I'm a PhD student in the Music and Audio Research Lab (MARL) at New York University working with Juan Bello. Before that, I was a Masters student at the Center for Data Science. I try to tackle problems in machine listening using methods from machine learing, deep learning, signal processing, and recently biological auditory systems. Previously, I worked on large-scale data analysis on social networks and before that empirical asset pricing and asset allocation. Here's a collection of projects that I've worked on in the past couple of years:

Audio and Machine Learning

Papers

An RNN Model for Single Channel Source Separation with Iterative Subtraction [submited ICASSP 2018]

Peter Li, Israel Malkin, Tian Wang, Kyunghyun Cho, and Juan Bello

In this paper, we propose a source separation model based on recurrent neural networks and a novel iterative subtraction architecture that allows us to train speaker dependent and independent separators.
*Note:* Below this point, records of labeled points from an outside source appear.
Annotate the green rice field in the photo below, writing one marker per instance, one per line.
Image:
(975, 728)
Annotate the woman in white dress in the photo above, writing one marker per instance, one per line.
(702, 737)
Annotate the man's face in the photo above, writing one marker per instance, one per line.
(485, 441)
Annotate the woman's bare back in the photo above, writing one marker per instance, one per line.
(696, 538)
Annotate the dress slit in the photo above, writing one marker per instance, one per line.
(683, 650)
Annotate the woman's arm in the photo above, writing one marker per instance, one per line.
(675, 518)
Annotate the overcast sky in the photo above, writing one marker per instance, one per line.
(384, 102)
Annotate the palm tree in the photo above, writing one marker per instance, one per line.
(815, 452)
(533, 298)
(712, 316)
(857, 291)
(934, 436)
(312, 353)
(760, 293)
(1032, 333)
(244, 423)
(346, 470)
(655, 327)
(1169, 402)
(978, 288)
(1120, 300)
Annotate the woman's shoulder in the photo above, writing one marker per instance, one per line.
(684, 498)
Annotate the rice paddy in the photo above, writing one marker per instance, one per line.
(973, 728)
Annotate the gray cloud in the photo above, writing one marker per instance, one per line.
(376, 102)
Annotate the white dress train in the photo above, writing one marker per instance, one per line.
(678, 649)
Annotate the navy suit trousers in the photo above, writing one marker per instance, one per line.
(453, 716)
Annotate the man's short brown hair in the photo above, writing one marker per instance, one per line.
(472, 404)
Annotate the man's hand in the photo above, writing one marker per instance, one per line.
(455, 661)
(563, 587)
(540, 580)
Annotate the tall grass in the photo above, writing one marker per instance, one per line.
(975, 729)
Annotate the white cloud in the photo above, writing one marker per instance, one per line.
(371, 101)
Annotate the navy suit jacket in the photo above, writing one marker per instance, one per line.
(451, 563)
We describe architectures and weight sharing methods for estimating sources via masks and spectrum directly. Our approach achieves a 5 dB - 7 dB SDR a NMF baseline in a closed speaker set evaluation. Further, we show that our proposed model is robust to additional broadband noise and mixing conditions not seen during model training. pdf

Deep Salience Representations for f0 Estimation in Polyphonic Music

Rachel M. Bittner, Brian McFee, Justin Salamon, Peter Li, Juan P. Bello
In 18th International Society for Music Information Retrieval Conference (ISMIR), Suzhou, China, Oct. 2017..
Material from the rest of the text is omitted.